Agentic AI
,
Artificial Intelligence & Machine Learning
,
Next-Generation Technologies & Secure Development
ISC2 Survey Says AI Skills Top Training Agendas, But Teams Need to Act Quickly
Artificial intelligence is reshaping the way cybersecurity teams are learning on the job, and AI has moved to the top of the training priority checklist, according to the 2026 Security Training Trends report from ISC2.
See Also: AI Agents Introduce a New Insider Threat Model
The survey found that AI skills are the most important training need for 47% of security leaders, ahead of cloud computing security, security analysis or risk assessment. With 40% of respondents saying they expect AI advancements to drive new training needs over the next year, demand for training is expected to increase.
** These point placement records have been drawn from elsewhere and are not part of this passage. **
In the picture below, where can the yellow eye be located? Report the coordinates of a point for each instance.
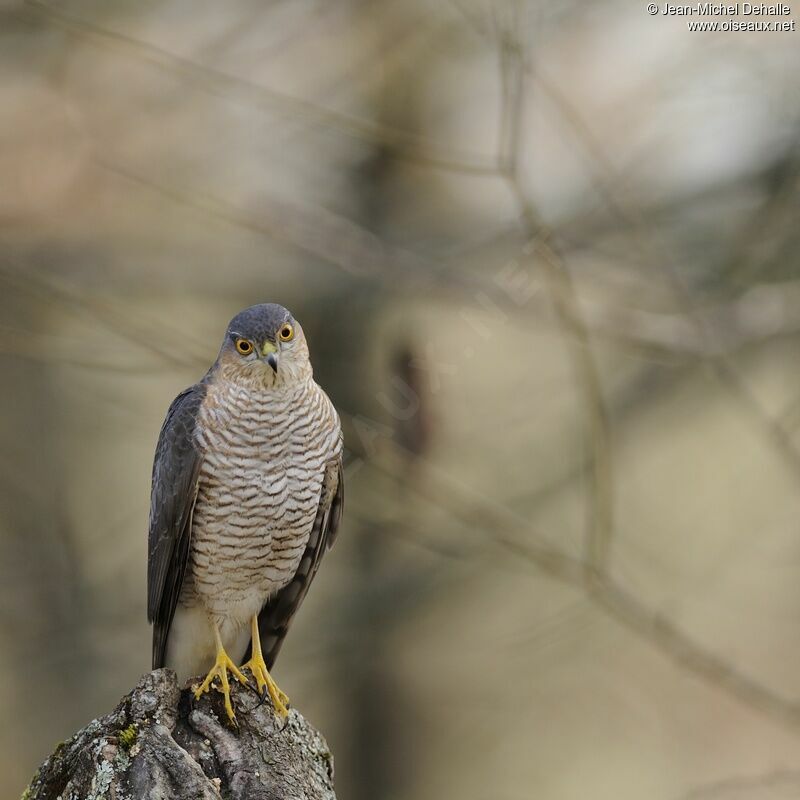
(244, 347)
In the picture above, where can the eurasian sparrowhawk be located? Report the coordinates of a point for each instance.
(246, 498)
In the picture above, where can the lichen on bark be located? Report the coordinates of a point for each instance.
(159, 743)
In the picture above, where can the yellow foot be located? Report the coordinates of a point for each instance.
(220, 670)
(264, 680)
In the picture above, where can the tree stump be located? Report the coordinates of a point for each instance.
(161, 744)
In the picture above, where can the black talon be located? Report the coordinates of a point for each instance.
(261, 697)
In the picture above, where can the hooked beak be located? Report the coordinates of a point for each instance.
(270, 353)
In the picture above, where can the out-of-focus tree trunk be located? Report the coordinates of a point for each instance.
(160, 744)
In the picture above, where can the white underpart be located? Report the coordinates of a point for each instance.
(265, 454)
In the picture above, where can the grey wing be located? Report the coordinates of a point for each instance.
(277, 614)
(174, 490)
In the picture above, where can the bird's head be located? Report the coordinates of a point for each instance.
(265, 344)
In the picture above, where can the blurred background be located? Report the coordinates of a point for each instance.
(546, 256)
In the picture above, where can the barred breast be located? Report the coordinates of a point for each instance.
(265, 454)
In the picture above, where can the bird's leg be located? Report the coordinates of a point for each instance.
(264, 680)
(220, 670)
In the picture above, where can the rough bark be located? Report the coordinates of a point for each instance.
(161, 744)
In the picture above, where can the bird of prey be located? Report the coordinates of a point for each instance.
(246, 498)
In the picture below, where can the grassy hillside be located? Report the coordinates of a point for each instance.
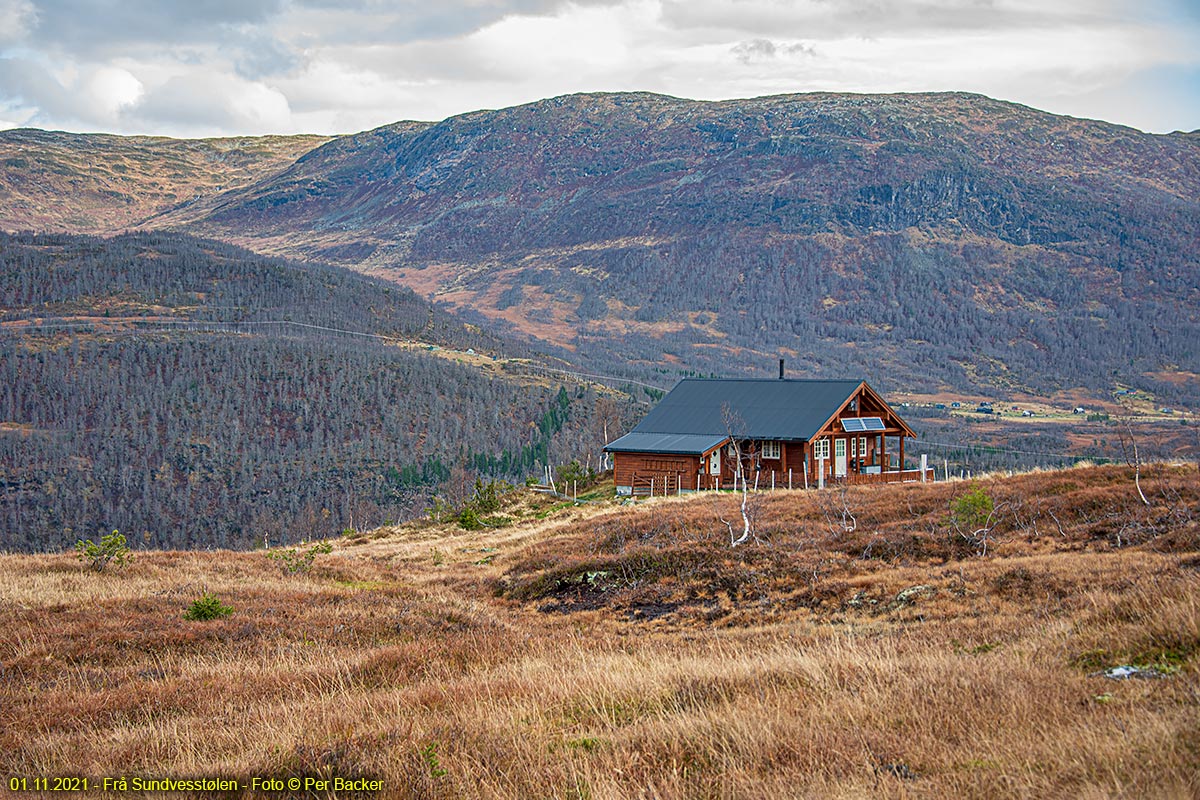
(619, 650)
(75, 182)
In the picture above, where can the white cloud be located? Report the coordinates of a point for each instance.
(198, 103)
(17, 18)
(324, 66)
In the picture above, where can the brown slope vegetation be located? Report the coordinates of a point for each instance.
(959, 240)
(933, 241)
(453, 663)
(55, 181)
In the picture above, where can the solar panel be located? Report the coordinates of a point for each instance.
(862, 423)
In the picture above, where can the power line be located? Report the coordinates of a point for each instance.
(162, 326)
(1009, 450)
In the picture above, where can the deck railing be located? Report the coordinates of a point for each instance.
(659, 483)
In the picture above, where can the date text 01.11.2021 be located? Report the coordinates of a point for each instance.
(48, 785)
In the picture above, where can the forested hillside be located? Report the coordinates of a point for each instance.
(928, 240)
(940, 241)
(125, 409)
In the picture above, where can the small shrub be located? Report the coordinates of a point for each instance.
(576, 473)
(112, 551)
(293, 561)
(207, 607)
(439, 510)
(972, 510)
(468, 519)
(430, 756)
(486, 498)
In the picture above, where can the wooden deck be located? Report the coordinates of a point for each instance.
(659, 485)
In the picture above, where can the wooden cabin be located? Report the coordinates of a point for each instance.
(787, 433)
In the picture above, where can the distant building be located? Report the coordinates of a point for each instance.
(789, 432)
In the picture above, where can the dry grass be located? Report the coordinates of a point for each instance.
(618, 651)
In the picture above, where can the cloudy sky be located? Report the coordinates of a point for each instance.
(209, 67)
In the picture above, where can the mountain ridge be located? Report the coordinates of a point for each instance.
(942, 239)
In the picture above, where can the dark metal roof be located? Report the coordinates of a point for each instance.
(760, 408)
(681, 444)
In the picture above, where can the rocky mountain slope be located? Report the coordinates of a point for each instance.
(195, 395)
(937, 241)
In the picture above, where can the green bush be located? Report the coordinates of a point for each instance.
(207, 607)
(112, 551)
(972, 510)
(486, 498)
(293, 561)
(468, 519)
(576, 473)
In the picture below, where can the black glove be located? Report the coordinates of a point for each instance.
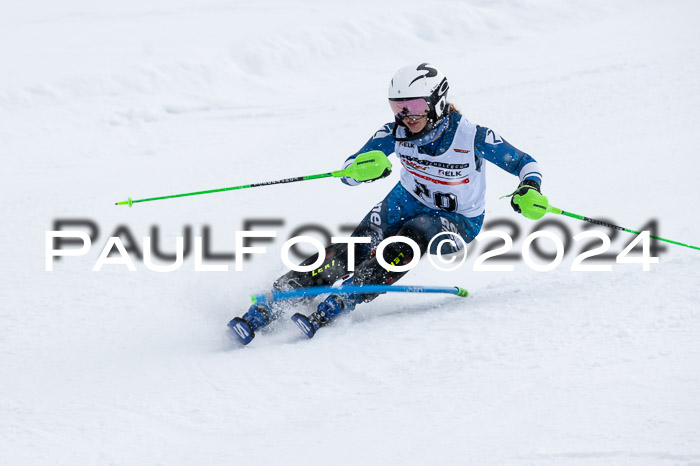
(523, 187)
Agentic AI advancements were cited by 28% of respondents, followed by automation in cybersecurity at 24%. ISC2 surveyed 995 security leaders at manager level or above across enterprise organizations in the United States, United Kingdom, Canada, Germany, India and Japan.
The speed and ubiquity of the AI transition sets it apart from previous technology shifts that security teams have had to manage, such as cloud migrations where teams had a longer on-ramp and a more predictable road map, said Casey Marks, chief operating officer at ISC2.
“We don’t even know what we need yet,” Marks said. “It’s anything and everything AI – tools, training, practices – to the point that we don’t even know what we need yet.”
That uncertainty is driving a move away from generic, vendor-supplied curriculums to developing AI training in house that focuses on the organization’s specific tools, configurations and use cases. The survey found that 63% of organizations now develop and deliver security training exclusively or mostly in house, and only 9% say they rely on third-party providers.
“You can actually say this is how we’re doing it here, and this is how we do it at home, and we can build our training based on that environment,” he said.
As AI tools are distributed across the enterprise, CISOs will play an important role in making sure that training is a priority for the organization, Marks said. More than half of security leaders (54%) say new technology adoption is what triggers a training need in the first place.
“You need to be able to walk the walk and talk about the forthcoming risks you would anticipate,” he said, adding that training should be part of the implementation of new AI products.
While the need to get teams up to speed on AI technologies and security is paramount, the cybersecurity skills gap is growing across the board and 59% of security leaders said they had critical or significant skills needs on their teams, up from 44% last year. Nearly all said their teams had gaps, and 95% identified at least one skills need, up from 90% last year.
Marks said AI is at the heart of skills gaps across the board, as it touches everything from cloud security to risk management and beyond. “We could just be honest and say AI,” he said, “because all of those things are going to be impacted by AI, native and otherwise.”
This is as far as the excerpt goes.